Fruit Tree

The light is slowly leaking out of the room, sucked away with the sun`s retreat behind the bleary blanket of a waning winter afternoon sky.

The light left gives an autochrome-like graininess to the air in the one-room flat. Its towering ceiling is easily twice a man`s height.

Long white curtains flow softly down from three tall windows. The shades are drawn down two of them, and halfway down the middle one, where one can see, through the irregularities in the glass, the roofs and sides of other London flat buildings against the colorless clouds.

The door rests in its fluted Victorian molding at one edge of the wall opposite, and at the other is Nick`s mattress, jammed into the corner as much as possible, as far from the light as possible.

Nick`s eyelids feel light. They blink. He keeps them closed for a minute longer, and then allows them to open up. From his bed, he scans the expanse of the wooden floor, and lifting his eyes up slightly, he looks at the magazine reproduction of Watteau`s “A Voyage to Cythera” on the opposite wall. Its details are lost in the graininess of the dim light, but Nick knows them all well.

He lets his eyes sink back down; he surveys the arrangement of his possessions on the floor. The fire in the stove is dead, but the bed is warm, so he dismisses the task of relighting the fire.

Further away and toward the open window lays Nick`s guitar, put away in its case. He has not played it in over a month, and though he has started writing a couple of new songs, he does not feel ready to try them out. An unopened copy of his record lies against the far wall, bent from being left there so long. He has no record player.

Nearer the bed is a pile of papers and an open pen, doubtless dried out now, and a dog-eared collection of works by Gerard de Nerval. Beyond his feet, Nick sees his black corduroy jacket, which lies in a crumpled heap on the floor.

He turns so that he lies facing up, and he stares at the crack in the ceiling directly above the bed. It is the only crack in the ceiling, but it runs to the center of the room, where it tapers, then stops abruptly.

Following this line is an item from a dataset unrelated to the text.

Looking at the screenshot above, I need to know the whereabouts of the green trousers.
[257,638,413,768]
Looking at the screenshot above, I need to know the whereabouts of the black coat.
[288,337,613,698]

Nick`s eyes trace the tributaries of the crack, and then follow it back to its delta at the wall`s edge above him.

He remembers an afternoon of his childhood. It was a Saturday in the middle of May, a picnic with his parents. He had left them chatting with the company, and had found a boat at the shore of the lake. He was lying in the bottom of the boat, looking up at the brilliant blue sky and the wispy white clouds floating across it, and feeling the boat rock gently in the waves. His parents would later rush out to the boat, worried their son had drowned…

…but Nick isn`t concerned with that, he`s just staring at the clouds moving from one edge of the sky to the other, changing shape as they go. His eyes are full of clouds, so he does not notice his eyelids shutting again.

…and he drifts deeper into the ocean of sleep, away from his room with the light leaking out, to where he can no longer see the white curtains hanging like angels` wings by the windows.

Nick Drake died on November 25th 1974.